スポーツの話題で持ちきりの時期、ある数学者は授業でこんな話をした:「みなさんはオリンピックだ、世界選手権だといって陸上競技に夢中なようですが、私にはこんなにつまらないものはありません。たとえば、100 m走がありますね。世界新記録はどんどん更新されますが、その世界新記録は時系列にすれば単調に減少するわけです。つまりその記録は単調に減少する数列でしかも下に有界ですから、実数の性質により下に有界な単調減少列は下限に収束します。収束するとわかっている記録のどこが面白いのですか?

天文学

前回、前々回といわゆる地学の分野を巡ってきた。天文学も高校の地学に入っているが、地面の学問でも、地球の学問でもない。

天文学というのは天の文学ではない、ということは知っている。ではどんなことを研究するのか、よくわからない。昔は星の軌道を予想するのが天文学、ということだったように覚えているが、最近はどうなのだろうか。

私は昔、小学校の理科の宿題で、日が沈んだ後に月が出ているのは西か東か、というのを間違えてしまったことがある。たぶん、方角の西と東を間違えたのだろう。それ以降、星や太陽や月を扱う天文学は敬して遠ざけている。

地質学

地質学とは何だろうか。私は想像力が貧弱だから地質とはすなわち土としか思わなかった。あまりにもおバカである。地には土だけでなく、岩も石も砂も鉱石もあるのだ。地面を構成するそんな土や岩や石や砂や鉱石が、力や熱を受けて場所を変え、性質を変えていく。そんなことに興味を持てるようになりたかった。

今はただ、海に行って褶曲した地形を見て感心しているだけである。

気象学

雨が降っている。毎日の会話で暑いだとか寒いだとか、ムシムシするとかカラカラだとかいうが、まじめに気象学を勉強したことはない。

 小学校のころ、学研の「科学と学習」を購読していた。
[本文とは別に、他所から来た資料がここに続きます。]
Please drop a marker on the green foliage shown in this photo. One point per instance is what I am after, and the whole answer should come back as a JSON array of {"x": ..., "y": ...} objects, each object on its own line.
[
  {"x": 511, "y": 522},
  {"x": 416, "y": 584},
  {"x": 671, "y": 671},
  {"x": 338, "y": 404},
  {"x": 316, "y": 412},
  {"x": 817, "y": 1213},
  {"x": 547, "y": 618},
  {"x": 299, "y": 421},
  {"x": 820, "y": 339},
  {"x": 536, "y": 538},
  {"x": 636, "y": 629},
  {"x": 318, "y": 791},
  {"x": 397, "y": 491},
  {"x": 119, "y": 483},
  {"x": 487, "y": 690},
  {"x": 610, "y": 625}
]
2種類を購読していた年もあったが、科学だけだったときもあった。その、科学の付録で風速計と風向計 のセットがあった。風向計は風見鶏のようなものである。風速計は3個の半球が軸の周りについている構造で、軸の一部が太い三角錐になっていて脇の3面のう ち1面だけに金属シールが張られている。1分間に回転する金属シールが見える回数を図って風速の強さを確認するしくみだった。風が強い日の観測では金属 シールの個数を数えるのは大変だった。今思えば、平均風速 m/s と 1分間に回転した風速計の回転数の関係はわかっていたのだろうか。

中学校の頃だと思う。ラジオの気象情報を聞いて天気図を書いていたことがあった。おそらく、天気が好きだったわけでもなく、天気図が好きだったわけでもなく、あのたんたんとしたラジオの気象情報に惚れて、形にしたいと思っただけなのだろう。そのころ天気図書きを続けていれば、もっと気象に目覚めて自分の世界も豊かになっただろう。

高校に入ってからは、気象に興味が惹かれることはなかった。地理の時間にケッペンの気候区分というのを習ったが、それと理科の気象が結びつくことはなかった。

今は雲の形を眺めたり、長雨の間の近所の堀の水位を気にしたりすることしかなくなってしまった。これからは「やさしい気象学」という本を読んでみよう。